Erste Szene

[11] Zimmer.


Adriana und Luciana treten auf.


ADRIANA.

Mein Mann kommt nicht zurück, auch nicht der Diener,

Den ich so eilig sandt', ihn aufzusuchen;

Gewiß, Luciana, es ist schon zwei Uhr.

LUCIANA.

Vielleicht, daß ihn ein Kaufmann eingeladen

Und er vom Markt zur Mahlzeit ging wohin.

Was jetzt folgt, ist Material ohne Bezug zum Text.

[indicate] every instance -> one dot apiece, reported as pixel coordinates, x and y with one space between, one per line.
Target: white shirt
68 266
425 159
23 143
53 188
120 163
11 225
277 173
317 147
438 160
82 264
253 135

Laß jetzt uns essen, Schwester; sei nicht mürrisch,

Ein Mann ist über seine Freiheit Herr,

Die Zeit der Männer Herrin; wie sie's fügt,

Gehn sie und kommen; drum sei ruhig, Schwester!

ADRIANA.

Ward Männern größre Freiheit zugeteilt?

LUCIANA.

Ja, weil ihr Streben nicht im Hause weilt.

ADRIANA.

Wollt' ich ihm so begegnen, trüg' er's kaum!

LUCIANA.

Du weißt, der Mann ist deines Willens Zaum.

ADRIANA.

Nur Esel zäumt man so bequem und leicht!

LUCIANA.

Nun, trotz'ge Freiheit wird durch Zucht gebeugt.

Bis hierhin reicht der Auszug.